Das vorliegende Praxisbuch zur digitalen Zusammenarbeit in der Kommunalpolitik soll helfen, Kommunalpolitiker_innen bei ihrer Arbeit zu unterstützen. Entstanden ist es unter dem Eindruck der Coronakrise, ein Jahr später stellen wir fest, dass viele der vorgestellten Tools und Tipps auch über die Pandemie hinweg Bestand haben werden. Das Praxisbuch soll Mut machen, Ideen anregen, Tipps geben und bei der Suche nach den passenden digitalen Tools helfen.

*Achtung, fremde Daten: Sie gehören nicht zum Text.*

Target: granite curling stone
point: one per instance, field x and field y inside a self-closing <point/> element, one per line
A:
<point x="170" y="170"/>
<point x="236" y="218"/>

Im ersten Teil des Praxisbuchs lernen die Leserinnen und Leser die Herausforderungen und Lösungen kollaborativen Arbeitens entlang eines kommunalpolitischen Projekts einer fiktiven Stadt kennen. Im zweiten Teil werden die verschiedenen Werkzeuge digitaler Zusammenarbeit näher vorgestellt. Es werden verschiedene technische Möglichkeiten und Anbieter aufgezeigt, die beim kollaborativen Arbeiten in der Kommunalpolitik unterstützen können. Ein besonderes Augenmerk liegt auf dem Datenschutz.

Download Praxisbuch

Aus dem Buch:

Die Geschichte

Der Vorsitzende der Stadtratsfraktion Nils blättert abwesend durch das Parteiprogramm der letzten Kommunalwahl. Sein Blick bleibt auf Seite 7 hängen. In stolzen, fetten Buchstaben steht da: Neustadts Neue Mitte – Gemeinsam mit den Bürger_innen beleben wir unseren Stadtkern neu. Was waren das für Kämpfe gewesen, dieses Kapitel ins Programm zu bekommen! Nicht, weil jemand die Idee schlecht gefunden hätte, aus der hässlichen Durchgangsstraße einen attraktiven Stadtkern zu machen. Ganz im Gegenteil! Aber es hatte schon viele gescheiterte Versuche gegeben, das Projekt anzupacken. Jedes Mal versandete die Idee. Doch nach vielen endlosen Diskussionen stand das Projekt endlich im Programm und selbst Zweifler wie Rüdiger waren am Ende an Bord. Das positive Wahlergebnis stärkte Nils und seinem Team von tapferen Kommunalos zusätzlich den Rücken.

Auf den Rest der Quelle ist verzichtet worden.